This mode runs the same 10 questions but with retrieved context included in each 
prompt, matching the setup from Day 2. Importantly, ChromaDB is not required here. 
The retrieval step already ran on Day 2 and the results were saved to disk in 
`eval_with_context.json`. This notebook simply reads that file and passes the 
pre-retrieved chunks directly to the model. There is no live vector store query, 
no embedding model, and no ChromaDB process running. The comparison is valid 
because the retrieved context is identical to what the Day 2 baseline used, which 
is exactly what makes the evaluation apples-to-apples.


In [8]:
# Run all 10 questions with context
print("Running evaluation Mode 2: With RAG context")
print("=" * 60)

with_context_results = []

for r in eval_with_context["results"]:
    qid = r["id"]
    question = r["question"]
    expected = r["expected"]
    context = r["retrieved_context"]
    
    print(f"\n{qid}: {question}")
    answer = generate_answer(question, context=context)
    print(f"  Answer: {answer[:150]}..." if len(answer) > 150 else f"  Answer: {answer}")
    
    with_context_results.append({
        "id": qid,
        "question": question,
        "expected": expected,
        "category": r["category"],
        "baseline_answer": r["answer"],
        "baseline_classification": r["classification"],
        "ft_answer_with_context": answer,
    })

print("\n" + "=" * 60)
print(f"Mode 2 complete: {len(with_context_results)} questions answered")
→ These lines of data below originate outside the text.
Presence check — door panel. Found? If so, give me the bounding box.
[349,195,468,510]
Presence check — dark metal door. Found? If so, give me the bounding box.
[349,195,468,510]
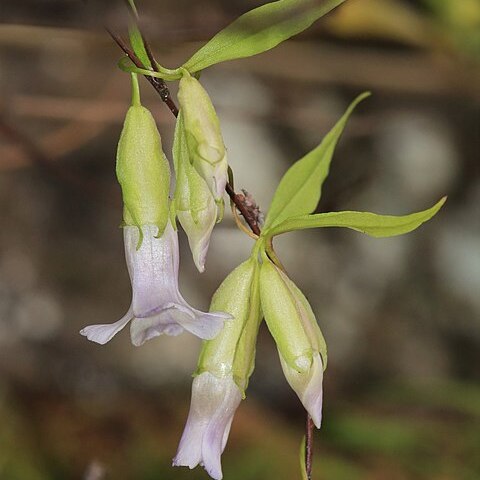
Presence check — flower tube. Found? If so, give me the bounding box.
[260,255,327,428]
[80,222,231,346]
[80,76,230,345]
[173,259,262,480]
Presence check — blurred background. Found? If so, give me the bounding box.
[0,0,480,480]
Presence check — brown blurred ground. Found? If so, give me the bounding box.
[0,0,480,480]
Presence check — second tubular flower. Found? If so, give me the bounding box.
[80,76,230,345]
[173,259,262,480]
[178,71,228,203]
[260,254,327,428]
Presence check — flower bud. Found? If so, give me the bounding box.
[178,71,228,203]
[117,74,170,238]
[173,259,262,480]
[260,256,327,428]
[173,113,218,272]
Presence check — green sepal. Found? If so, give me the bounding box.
[116,75,170,248]
[183,0,345,73]
[265,197,447,238]
[263,92,370,232]
[260,251,327,373]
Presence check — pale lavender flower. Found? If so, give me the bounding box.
[173,372,242,480]
[80,222,231,346]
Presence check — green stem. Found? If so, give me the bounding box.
[131,73,142,107]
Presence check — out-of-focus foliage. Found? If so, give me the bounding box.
[327,0,480,59]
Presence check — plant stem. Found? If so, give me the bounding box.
[106,18,314,480]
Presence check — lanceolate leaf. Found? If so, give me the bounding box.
[264,93,370,229]
[183,0,345,73]
[267,197,447,238]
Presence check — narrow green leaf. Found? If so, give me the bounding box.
[267,197,447,238]
[264,92,370,229]
[128,24,152,69]
[183,0,345,73]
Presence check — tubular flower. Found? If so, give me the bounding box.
[178,71,228,203]
[260,255,327,428]
[173,112,218,272]
[80,222,230,346]
[116,75,170,238]
[173,259,262,480]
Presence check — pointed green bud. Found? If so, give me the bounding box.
[117,74,170,238]
[178,70,228,203]
[260,255,327,427]
[197,259,262,395]
[173,112,218,272]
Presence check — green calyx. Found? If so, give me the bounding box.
[196,258,262,392]
[116,75,170,243]
[260,252,327,373]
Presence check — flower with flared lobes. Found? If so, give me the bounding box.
[260,255,327,428]
[173,112,218,272]
[178,72,228,203]
[80,222,231,346]
[173,259,262,480]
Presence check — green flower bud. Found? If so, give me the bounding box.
[173,112,218,272]
[196,259,262,395]
[117,74,170,239]
[178,71,228,203]
[260,255,327,428]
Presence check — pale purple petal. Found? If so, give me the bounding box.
[130,313,184,347]
[80,307,133,345]
[172,302,233,340]
[173,372,242,480]
[279,352,323,428]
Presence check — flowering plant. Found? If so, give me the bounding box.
[81,0,445,480]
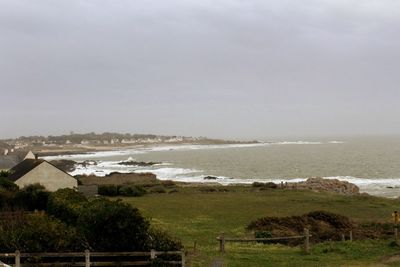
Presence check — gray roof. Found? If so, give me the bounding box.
[7,159,45,182]
[0,155,21,170]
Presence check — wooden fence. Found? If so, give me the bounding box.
[0,250,185,267]
[217,228,311,253]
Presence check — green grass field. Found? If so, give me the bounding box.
[117,186,400,266]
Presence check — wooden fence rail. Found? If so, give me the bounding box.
[217,228,311,253]
[0,250,186,267]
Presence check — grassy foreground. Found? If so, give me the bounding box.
[118,186,400,266]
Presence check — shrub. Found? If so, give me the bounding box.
[0,213,87,252]
[47,188,87,225]
[14,184,50,211]
[0,170,11,178]
[254,231,272,244]
[150,185,166,193]
[199,187,217,193]
[161,180,176,187]
[149,228,183,251]
[77,199,149,251]
[251,182,264,187]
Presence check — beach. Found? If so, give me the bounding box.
[45,137,400,198]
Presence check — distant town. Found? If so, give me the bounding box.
[0,132,257,155]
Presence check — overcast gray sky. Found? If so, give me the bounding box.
[0,0,400,138]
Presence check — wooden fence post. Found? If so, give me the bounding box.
[15,250,21,267]
[85,249,90,267]
[181,250,186,267]
[219,233,225,253]
[304,228,310,253]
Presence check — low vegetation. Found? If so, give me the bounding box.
[123,186,400,267]
[0,183,182,252]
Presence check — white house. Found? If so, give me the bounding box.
[8,159,78,192]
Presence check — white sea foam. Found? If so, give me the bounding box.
[43,141,342,161]
[271,141,323,145]
[135,168,201,180]
[42,149,145,161]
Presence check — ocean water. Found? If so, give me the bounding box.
[43,136,400,197]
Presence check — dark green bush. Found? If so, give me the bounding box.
[150,185,166,193]
[161,180,176,187]
[0,170,11,178]
[0,213,87,252]
[14,184,50,211]
[254,231,272,244]
[47,188,87,225]
[149,228,183,251]
[77,199,150,251]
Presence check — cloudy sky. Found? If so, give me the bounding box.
[0,0,400,138]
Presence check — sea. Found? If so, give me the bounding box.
[41,136,400,198]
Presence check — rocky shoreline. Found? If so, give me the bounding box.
[51,159,360,195]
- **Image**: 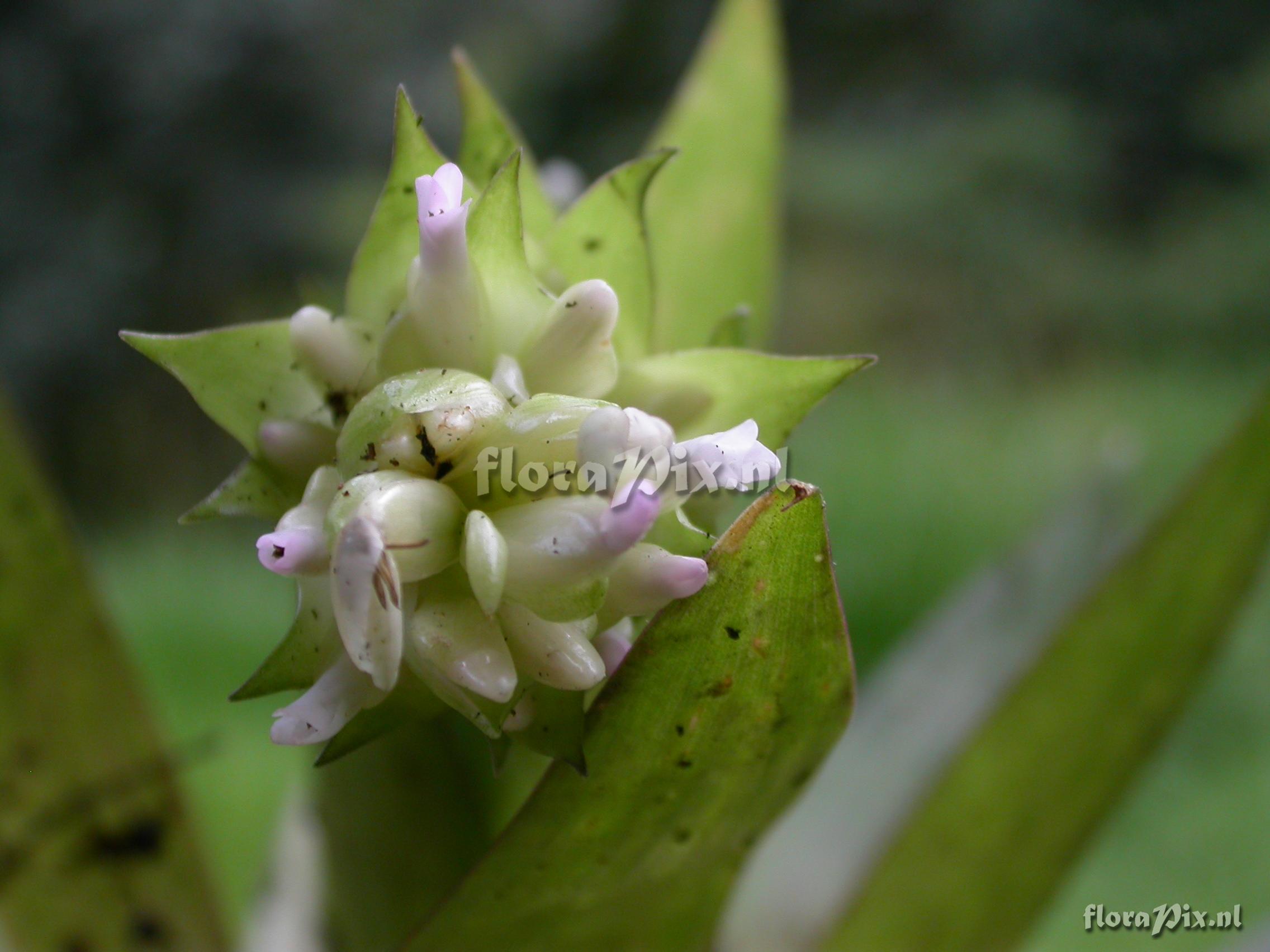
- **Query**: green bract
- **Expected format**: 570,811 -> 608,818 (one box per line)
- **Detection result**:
125,3 -> 869,767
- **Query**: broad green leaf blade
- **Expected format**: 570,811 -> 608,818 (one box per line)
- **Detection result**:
648,0 -> 785,350
410,484 -> 852,952
547,149 -> 674,360
344,86 -> 446,329
610,348 -> 874,449
0,407 -> 228,952
453,50 -> 555,240
178,458 -> 300,526
831,383 -> 1270,949
314,670 -> 446,767
230,574 -> 342,701
120,320 -> 328,457
467,153 -> 551,358
318,718 -> 490,952
721,468 -> 1128,952
503,682 -> 587,775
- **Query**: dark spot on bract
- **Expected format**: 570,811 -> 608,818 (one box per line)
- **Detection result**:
131,913 -> 168,946
419,426 -> 437,466
326,390 -> 348,419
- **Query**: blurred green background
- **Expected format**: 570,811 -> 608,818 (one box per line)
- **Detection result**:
0,0 -> 1270,949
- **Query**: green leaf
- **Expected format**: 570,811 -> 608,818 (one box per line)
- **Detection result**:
720,463 -> 1130,952
0,406 -> 229,952
318,708 -> 490,952
314,670 -> 446,767
504,682 -> 587,777
547,149 -> 674,360
453,50 -> 555,239
832,383 -> 1270,949
644,508 -> 715,559
120,320 -> 329,457
178,458 -> 300,526
467,153 -> 551,356
344,86 -> 446,329
610,348 -> 874,448
230,573 -> 340,701
409,484 -> 852,952
648,0 -> 785,350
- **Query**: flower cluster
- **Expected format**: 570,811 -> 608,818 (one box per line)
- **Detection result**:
245,164 -> 780,744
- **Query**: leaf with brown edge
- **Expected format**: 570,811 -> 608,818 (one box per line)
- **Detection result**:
409,484 -> 855,952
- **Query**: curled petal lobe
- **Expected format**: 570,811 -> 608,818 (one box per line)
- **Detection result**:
498,602 -> 604,691
599,481 -> 662,555
331,518 -> 404,691
521,280 -> 617,397
592,618 -> 635,678
489,354 -> 529,406
406,573 -> 517,703
255,527 -> 328,575
673,420 -> 781,490
290,306 -> 375,393
257,420 -> 335,477
269,653 -> 383,745
604,543 -> 710,616
459,509 -> 508,615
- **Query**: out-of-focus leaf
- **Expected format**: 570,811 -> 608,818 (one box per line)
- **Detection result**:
410,484 -> 852,952
547,149 -> 674,360
344,88 -> 446,329
721,471 -> 1126,952
454,50 -> 555,240
507,682 -> 587,775
230,574 -> 340,701
710,307 -> 749,346
120,320 -> 326,457
0,407 -> 226,952
648,0 -> 785,350
610,348 -> 874,448
832,383 -> 1270,949
178,458 -> 300,526
315,670 -> 446,767
318,718 -> 491,952
467,153 -> 551,356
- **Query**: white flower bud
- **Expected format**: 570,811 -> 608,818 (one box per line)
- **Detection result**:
330,518 -> 405,691
257,420 -> 335,479
604,543 -> 710,617
326,472 -> 466,582
498,602 -> 604,691
458,509 -> 507,615
406,573 -> 517,703
269,651 -> 383,745
592,618 -> 635,678
291,304 -> 375,393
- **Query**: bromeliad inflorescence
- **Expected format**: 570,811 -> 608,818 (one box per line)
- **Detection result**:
126,63 -> 864,760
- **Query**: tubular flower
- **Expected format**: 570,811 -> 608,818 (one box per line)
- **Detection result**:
183,164 -> 779,744
125,65 -> 868,764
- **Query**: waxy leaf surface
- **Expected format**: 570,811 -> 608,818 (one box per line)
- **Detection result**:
409,484 -> 854,952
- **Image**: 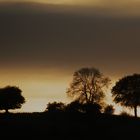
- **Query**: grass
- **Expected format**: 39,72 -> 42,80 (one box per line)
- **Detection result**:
0,113 -> 140,140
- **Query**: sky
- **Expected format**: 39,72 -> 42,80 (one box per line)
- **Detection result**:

Running evaluation Mode 2: With RAG context

q01: What happens if a Thief fails an Open Locks attempt?
  Answer: If a Thief fails an Open Locks attempt, they cannot try to open the same lock again until they have gained another level of experience. This rule is s...

q02: Why can't Elves roll higher than a d6 for hit points?
  Answer: According to the rules provided, Elves have a restriction that they "never roll larger than six-sided dice (d6) for hit points." This means that regar...

q03: Can a character wear leather armor and cast spells?
  Answer: Yes, an Elf character can wear leather armor and cast spells. This is because Elves are a combination class, advancing as both Fighters and Magic-User...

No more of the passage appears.